What is cardiac amyloidosis?
Cardiac amyloidosis is a heart condition in which abnormal proteins build up in the heart muscle, making it stiff and impairing its ability to pump blood. Multiple life-prolonging drug treatments for this condition have recently become available, but without early diagnosis, physicians miss out on opportunities to extend patients’ survival and quality of life.
“Unfortunately, cardiac amyloidosis can be challenging to diagnose, because it’s often difficult to distinguish from other heart issues without a burdensome amount of testing,” explained co-lead author Jeremy Slivnick, MD, a cardiologist at the University of Chicago Medicine.

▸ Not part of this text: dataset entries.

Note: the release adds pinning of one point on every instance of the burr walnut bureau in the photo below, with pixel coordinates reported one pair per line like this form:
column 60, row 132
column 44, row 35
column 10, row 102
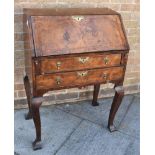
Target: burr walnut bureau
column 66, row 48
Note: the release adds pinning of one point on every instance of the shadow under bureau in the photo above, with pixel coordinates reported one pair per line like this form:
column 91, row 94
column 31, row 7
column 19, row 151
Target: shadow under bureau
column 66, row 48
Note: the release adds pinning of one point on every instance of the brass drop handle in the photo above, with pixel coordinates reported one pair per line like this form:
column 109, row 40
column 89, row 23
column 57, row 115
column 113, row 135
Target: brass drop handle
column 58, row 80
column 82, row 74
column 83, row 59
column 106, row 60
column 78, row 18
column 105, row 76
column 58, row 64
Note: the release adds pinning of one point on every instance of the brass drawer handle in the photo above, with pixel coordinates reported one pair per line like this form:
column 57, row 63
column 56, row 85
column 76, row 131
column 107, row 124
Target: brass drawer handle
column 78, row 18
column 105, row 76
column 58, row 64
column 58, row 80
column 82, row 74
column 83, row 60
column 106, row 60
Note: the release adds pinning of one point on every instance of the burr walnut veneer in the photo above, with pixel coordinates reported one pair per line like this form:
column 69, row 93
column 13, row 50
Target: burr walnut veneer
column 69, row 48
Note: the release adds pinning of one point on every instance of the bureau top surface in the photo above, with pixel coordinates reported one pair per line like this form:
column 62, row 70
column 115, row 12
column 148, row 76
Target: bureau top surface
column 67, row 31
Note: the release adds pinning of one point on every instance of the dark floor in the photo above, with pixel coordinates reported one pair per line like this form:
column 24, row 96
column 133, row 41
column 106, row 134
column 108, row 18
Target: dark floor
column 81, row 129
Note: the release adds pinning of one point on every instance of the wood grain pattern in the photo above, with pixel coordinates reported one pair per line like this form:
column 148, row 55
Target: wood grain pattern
column 70, row 48
column 74, row 78
column 78, row 62
column 68, row 35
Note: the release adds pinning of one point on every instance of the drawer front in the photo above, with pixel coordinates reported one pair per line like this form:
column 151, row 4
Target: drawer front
column 78, row 78
column 87, row 61
column 55, row 35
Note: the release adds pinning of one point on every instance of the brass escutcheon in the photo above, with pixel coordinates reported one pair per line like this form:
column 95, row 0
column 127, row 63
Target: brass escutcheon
column 78, row 18
column 106, row 60
column 58, row 80
column 83, row 60
column 58, row 64
column 82, row 74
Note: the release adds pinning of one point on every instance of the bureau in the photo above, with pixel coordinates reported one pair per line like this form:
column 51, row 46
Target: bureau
column 66, row 48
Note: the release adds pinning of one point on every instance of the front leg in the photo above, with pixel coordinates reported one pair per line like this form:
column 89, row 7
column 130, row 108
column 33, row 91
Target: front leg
column 29, row 96
column 36, row 102
column 95, row 94
column 119, row 94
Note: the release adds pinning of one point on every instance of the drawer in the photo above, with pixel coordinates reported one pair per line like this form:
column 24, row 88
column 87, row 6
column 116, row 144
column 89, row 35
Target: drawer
column 78, row 78
column 85, row 61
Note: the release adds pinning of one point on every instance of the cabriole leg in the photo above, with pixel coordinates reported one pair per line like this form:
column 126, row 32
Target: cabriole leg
column 36, row 102
column 29, row 96
column 95, row 95
column 119, row 94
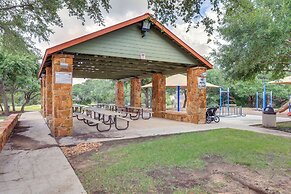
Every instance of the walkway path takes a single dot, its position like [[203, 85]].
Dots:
[[33, 163], [157, 126]]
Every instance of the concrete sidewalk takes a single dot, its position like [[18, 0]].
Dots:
[[32, 162], [159, 127]]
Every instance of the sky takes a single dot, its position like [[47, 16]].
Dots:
[[123, 10]]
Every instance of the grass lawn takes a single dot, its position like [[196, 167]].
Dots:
[[2, 118], [29, 108], [284, 125], [213, 161]]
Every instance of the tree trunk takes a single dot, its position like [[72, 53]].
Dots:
[[185, 100], [4, 98], [24, 104], [12, 101]]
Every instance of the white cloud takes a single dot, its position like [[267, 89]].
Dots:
[[121, 11]]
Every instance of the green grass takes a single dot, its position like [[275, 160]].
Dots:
[[2, 118], [284, 125], [124, 169]]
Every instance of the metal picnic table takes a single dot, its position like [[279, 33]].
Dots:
[[134, 112], [107, 117]]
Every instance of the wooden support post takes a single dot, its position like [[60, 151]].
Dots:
[[158, 94], [119, 93], [135, 92]]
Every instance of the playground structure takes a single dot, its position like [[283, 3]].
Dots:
[[226, 108], [264, 97], [286, 106], [286, 81]]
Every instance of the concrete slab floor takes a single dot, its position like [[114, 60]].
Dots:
[[157, 126], [32, 162]]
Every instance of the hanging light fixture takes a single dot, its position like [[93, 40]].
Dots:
[[146, 26]]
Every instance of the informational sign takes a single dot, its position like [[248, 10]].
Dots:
[[63, 63], [142, 55], [201, 82], [63, 78]]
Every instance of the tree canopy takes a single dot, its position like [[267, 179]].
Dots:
[[18, 74], [256, 37]]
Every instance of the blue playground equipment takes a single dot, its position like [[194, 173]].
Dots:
[[264, 97], [289, 107], [178, 99], [227, 109]]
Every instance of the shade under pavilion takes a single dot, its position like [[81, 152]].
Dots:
[[179, 80], [122, 52]]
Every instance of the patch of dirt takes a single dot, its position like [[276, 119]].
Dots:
[[284, 129], [87, 136], [80, 148], [79, 155], [22, 142], [221, 177], [20, 129]]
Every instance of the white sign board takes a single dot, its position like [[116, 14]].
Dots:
[[201, 82], [63, 78]]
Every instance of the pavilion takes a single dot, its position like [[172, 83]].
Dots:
[[137, 48]]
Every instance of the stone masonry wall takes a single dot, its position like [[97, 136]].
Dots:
[[119, 93], [43, 97], [196, 98], [48, 95], [158, 93]]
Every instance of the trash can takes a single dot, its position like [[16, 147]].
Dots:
[[269, 117]]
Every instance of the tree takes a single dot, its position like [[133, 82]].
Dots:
[[15, 73], [256, 37]]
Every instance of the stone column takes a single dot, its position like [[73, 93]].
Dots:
[[62, 116], [119, 93], [196, 97], [48, 95], [44, 96], [158, 94], [135, 92]]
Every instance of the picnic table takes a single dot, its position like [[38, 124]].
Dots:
[[94, 116], [135, 112]]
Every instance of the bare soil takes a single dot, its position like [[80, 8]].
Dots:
[[221, 177], [216, 177], [18, 141]]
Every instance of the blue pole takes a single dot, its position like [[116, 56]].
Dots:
[[220, 100], [289, 104], [264, 97], [228, 100], [178, 98], [257, 100], [271, 99]]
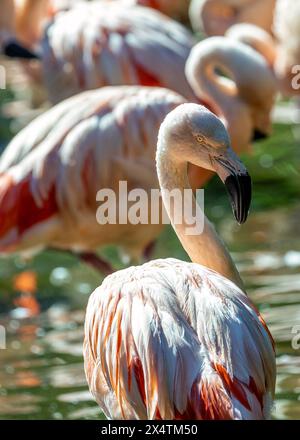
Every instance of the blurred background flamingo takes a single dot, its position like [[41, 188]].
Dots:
[[176, 340], [214, 17]]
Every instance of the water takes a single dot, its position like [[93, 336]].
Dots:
[[41, 371]]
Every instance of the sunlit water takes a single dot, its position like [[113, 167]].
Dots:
[[41, 370]]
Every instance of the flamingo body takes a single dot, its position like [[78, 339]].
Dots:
[[114, 44], [52, 170], [214, 17], [175, 340]]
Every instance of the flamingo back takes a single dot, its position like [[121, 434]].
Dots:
[[175, 340]]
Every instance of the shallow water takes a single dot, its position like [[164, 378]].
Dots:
[[41, 371]]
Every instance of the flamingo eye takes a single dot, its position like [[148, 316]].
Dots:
[[200, 138]]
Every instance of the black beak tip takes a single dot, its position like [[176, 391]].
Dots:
[[14, 49], [258, 135], [239, 188]]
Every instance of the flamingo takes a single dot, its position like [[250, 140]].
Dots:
[[65, 136], [178, 340], [282, 55], [113, 45], [176, 9], [214, 17]]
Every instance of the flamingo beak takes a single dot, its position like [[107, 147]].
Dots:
[[238, 184], [14, 49]]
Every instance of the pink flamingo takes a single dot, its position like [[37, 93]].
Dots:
[[60, 206], [282, 51], [214, 17], [113, 44], [177, 340]]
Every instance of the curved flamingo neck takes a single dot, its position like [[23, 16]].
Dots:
[[255, 37], [217, 93], [206, 248]]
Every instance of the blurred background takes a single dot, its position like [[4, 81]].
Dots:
[[41, 370]]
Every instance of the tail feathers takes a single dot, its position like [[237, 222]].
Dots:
[[19, 211]]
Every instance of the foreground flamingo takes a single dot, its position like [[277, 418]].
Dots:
[[177, 340], [214, 17]]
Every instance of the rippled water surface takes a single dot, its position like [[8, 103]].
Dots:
[[41, 371]]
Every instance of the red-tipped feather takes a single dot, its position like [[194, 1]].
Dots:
[[18, 209]]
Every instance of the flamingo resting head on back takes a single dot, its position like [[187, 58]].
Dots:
[[177, 340]]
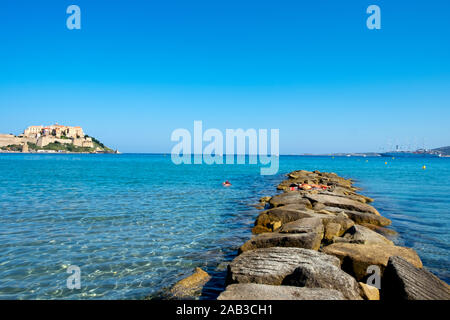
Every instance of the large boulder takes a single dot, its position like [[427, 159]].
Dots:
[[272, 219], [329, 221], [342, 202], [381, 230], [190, 286], [304, 225], [369, 292], [355, 258], [363, 235], [292, 266], [403, 281], [307, 240], [366, 218], [253, 291], [292, 197]]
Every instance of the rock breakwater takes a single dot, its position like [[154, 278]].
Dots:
[[320, 239]]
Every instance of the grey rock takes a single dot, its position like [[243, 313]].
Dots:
[[363, 235], [309, 240], [292, 266], [304, 225], [253, 291], [342, 202], [403, 281], [292, 197]]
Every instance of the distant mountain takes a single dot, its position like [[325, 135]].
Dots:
[[444, 150]]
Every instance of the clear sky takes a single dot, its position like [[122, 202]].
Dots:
[[137, 70]]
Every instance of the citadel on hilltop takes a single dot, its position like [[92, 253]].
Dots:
[[54, 138], [58, 133]]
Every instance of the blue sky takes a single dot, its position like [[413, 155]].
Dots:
[[137, 70]]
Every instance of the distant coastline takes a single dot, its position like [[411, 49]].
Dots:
[[52, 139]]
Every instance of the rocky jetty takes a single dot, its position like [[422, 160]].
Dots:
[[321, 239]]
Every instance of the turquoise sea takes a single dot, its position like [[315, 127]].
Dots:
[[136, 223]]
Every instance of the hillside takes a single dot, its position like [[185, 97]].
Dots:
[[443, 150], [53, 138]]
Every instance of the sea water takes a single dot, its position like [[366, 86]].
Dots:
[[136, 223]]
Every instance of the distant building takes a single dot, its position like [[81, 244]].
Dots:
[[55, 130]]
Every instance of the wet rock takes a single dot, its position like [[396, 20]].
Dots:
[[268, 220], [366, 218], [339, 219], [363, 235], [287, 198], [355, 258], [369, 292], [253, 291], [381, 230], [304, 233], [292, 266], [310, 240], [191, 286], [343, 203], [404, 281], [332, 230], [304, 225]]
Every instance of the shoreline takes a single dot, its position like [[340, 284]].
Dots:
[[321, 241]]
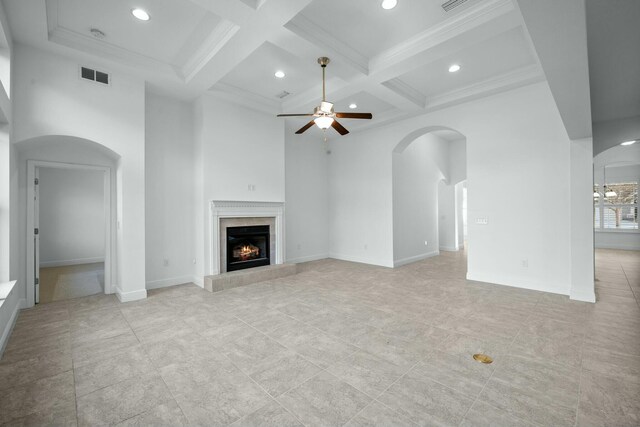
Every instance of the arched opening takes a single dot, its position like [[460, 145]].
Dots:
[[616, 176], [429, 195], [67, 157]]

Developing AI for cardiology
The AI model was developed by researchers at the Mayo Clinic and Ultromics, Ltd., an AI echocardiography company. They trained a neural network to detect cardiac amyloidosis using routine heart ultrasound images, known as echocardiograms.
The resulting AI model can analyze a single echocardiogram video of the heart's apical four-chamber view to quickly detect cardiac amyloidosis and differentiate it from other similar heart conditions.
UChicago Medicine joined 17 other hospitals worldwide to validate and test the algorithm’s results in a large and multiethnic patient population. They found that the AI tool demonstrated an accuracy rate of 85% for correctly identifying patients with cardiac amyloidosis and 93% for correctly ruling it out. This efficacy held true across multiple types of cardiac amyloidosis in diverse populations.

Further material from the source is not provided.